If the requested address is in the page table, the PAL lookup code loads the address into the translation buffer, which in turn passes the address to the CPU. If the address is not in the page table, the PAL code issues a virtual memory fault, which is the virtual memory subsystem's cue to locate the requested page and to load its physical address into the page table for use by the PAL lookup code:

The virtual memory subsystem first looks in its internal data structures (for example, the hash queue list and the page queue list) for the requested page. If it finds the page, it loads the physical address into the page table. This is known as a short page fault.
If the virtual memory subsystem cannot find the page in the internal data structures and if the requested page is new and has never been referenced, it initializes a physical page (the contents of the page are cleared) and loads the address into the page table. This is known as a zero-filled-on-demand page fault.
If the requested page has been referenced before, the virtual memory subsystem loads the address of the requested page into the translation buffer and performs a disk I/O to copy the contents of the page from swap space into memory. This is known as a page-in page fault.
Finally, if the requested page is not shared by a parent process and one or more child processes (using the fork function) and if one of the processes needs to modify the page, the virtual memory system loads a new address into the translation buffer, copies the contents of the requested page into the new address for modification by the process. This is known as a copy-on-write page fault.

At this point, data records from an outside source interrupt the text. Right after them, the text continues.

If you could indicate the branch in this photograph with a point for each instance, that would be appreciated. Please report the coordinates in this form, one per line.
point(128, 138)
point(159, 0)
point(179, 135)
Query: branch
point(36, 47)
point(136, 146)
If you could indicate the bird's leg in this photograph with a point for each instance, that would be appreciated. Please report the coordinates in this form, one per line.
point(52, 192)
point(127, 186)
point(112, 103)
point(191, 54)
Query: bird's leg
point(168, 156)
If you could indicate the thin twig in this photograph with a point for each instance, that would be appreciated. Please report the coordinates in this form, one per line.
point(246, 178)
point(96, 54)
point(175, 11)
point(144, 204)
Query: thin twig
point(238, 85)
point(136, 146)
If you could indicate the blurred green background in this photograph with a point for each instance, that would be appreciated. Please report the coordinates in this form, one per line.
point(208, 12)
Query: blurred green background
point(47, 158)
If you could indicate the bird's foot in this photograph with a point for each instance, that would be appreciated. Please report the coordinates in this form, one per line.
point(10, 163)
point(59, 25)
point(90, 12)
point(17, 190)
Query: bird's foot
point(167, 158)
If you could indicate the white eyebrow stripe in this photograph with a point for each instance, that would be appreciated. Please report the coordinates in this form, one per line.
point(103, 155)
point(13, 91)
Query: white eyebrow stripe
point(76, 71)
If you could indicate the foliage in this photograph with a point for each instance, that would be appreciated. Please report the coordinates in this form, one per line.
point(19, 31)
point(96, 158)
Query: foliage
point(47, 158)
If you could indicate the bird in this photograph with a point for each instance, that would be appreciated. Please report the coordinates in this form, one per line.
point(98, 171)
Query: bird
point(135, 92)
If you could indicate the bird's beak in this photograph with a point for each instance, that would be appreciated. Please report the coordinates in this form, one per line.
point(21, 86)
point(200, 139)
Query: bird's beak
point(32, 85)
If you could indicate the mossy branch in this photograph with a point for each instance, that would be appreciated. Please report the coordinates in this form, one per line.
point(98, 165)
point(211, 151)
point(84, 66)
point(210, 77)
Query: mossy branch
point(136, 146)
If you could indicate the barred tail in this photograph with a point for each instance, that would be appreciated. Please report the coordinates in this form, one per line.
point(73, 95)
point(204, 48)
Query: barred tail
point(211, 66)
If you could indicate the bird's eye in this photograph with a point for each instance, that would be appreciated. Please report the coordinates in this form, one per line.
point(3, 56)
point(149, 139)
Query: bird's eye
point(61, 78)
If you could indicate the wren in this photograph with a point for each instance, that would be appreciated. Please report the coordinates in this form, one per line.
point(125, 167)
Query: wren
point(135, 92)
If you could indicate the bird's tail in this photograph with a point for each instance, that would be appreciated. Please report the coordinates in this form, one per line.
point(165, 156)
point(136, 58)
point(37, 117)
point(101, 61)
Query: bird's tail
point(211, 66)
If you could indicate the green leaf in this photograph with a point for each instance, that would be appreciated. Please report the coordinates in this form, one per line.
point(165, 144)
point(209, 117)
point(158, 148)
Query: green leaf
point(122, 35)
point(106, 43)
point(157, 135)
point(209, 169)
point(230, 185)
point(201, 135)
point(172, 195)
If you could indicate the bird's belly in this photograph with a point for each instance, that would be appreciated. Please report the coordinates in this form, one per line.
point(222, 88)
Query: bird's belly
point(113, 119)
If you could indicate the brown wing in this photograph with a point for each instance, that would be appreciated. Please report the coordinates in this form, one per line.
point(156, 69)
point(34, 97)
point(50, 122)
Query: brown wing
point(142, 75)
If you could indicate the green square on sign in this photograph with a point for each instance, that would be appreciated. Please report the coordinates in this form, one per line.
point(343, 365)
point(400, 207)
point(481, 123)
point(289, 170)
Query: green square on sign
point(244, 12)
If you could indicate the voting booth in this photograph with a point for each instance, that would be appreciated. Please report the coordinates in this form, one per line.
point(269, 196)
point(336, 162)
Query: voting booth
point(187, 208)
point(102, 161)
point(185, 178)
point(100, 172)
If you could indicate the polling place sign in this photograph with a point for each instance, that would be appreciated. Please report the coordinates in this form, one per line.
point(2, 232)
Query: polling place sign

Page-in and copy-on-write page faults are handled by the virtual memory subsystem's paging and swapping mechanism, which is described in Section 1.3.1.1.

The virtual memory subsystem attempts to keep the movement of pages as fast as possible. To do this, it tracks the utilization and the location of all pages in the memory subsystem.

The virtual memory subsystem maintains five lists to perform its tasks. Each existing page can be found on one of the following lists:

Free list - Pages that are clean and available for use
Active list - Pages that are currently in use but can be reclaimed for paging
Inactive list - Virtual memory pages that are allocated but are most likely to be reclaimed when memory is needed
UBC least-recently-used page list (LRU list) - UBC pages that are allocated but most likely to be reclaimed and used for paging
Wired list - Pages that are currently in use and cannot be reclaimed (not a real list)

The virtual memory subsystem tries to maintain a reasonable number of pages on the free page list so that pages are available for use by processes. All pages are shared by virtual memory and the UBC. Four configuration attributes in the sysconfigtab file define the size of the free page list and thus control when paging and swapping occur:

vm-page-free-min - Minimum number of pages on the free page list before paging begins
vm-page-free-target - Number of pages on the free page list before paging stops
vm-page-free-optimal - Number of pages on the free page list that triggers task swapping (if below this number for five seconds)
vm-page-free-reserved - Absolute minimum number of pages on the free page list before only privileged tasks are able to get memory

See Section 2.2.9 for general information on sysconfigtab configuration attributes.

Figure 1-2 shows the default values of the sysconfigtab configuration attributes that control paging and swapping.

Figure 1-2: Paging and Swapping Parameters - Default Values

If the number of pages on the free page list falls below the value associated with the vm-page-free-min attribute, the virtual memory subsystem first trims down the size of the UBC until the percentage associated with the ubc-borrowpercent attribute is reached. If this does not satisfy the memory deficit, it then activates two page-stealer routines that reclaim the least recently used pages from the virtual memory system's inactive list and the UBC's LRU list. This process continues until the number of pages on the free page list reaches the value associated with the vm-page-free-target attribute. If necessary, the contents of the reclaimed pages are moved to swap space.

When the maximum number of pages is reached, the page-stealer daemon becomes dormant again. This procedure enables the virtual memory subsystem to keep the most recently used pages in memory and move the least recently used pages to swap space, where they can be easily accessed if necessary.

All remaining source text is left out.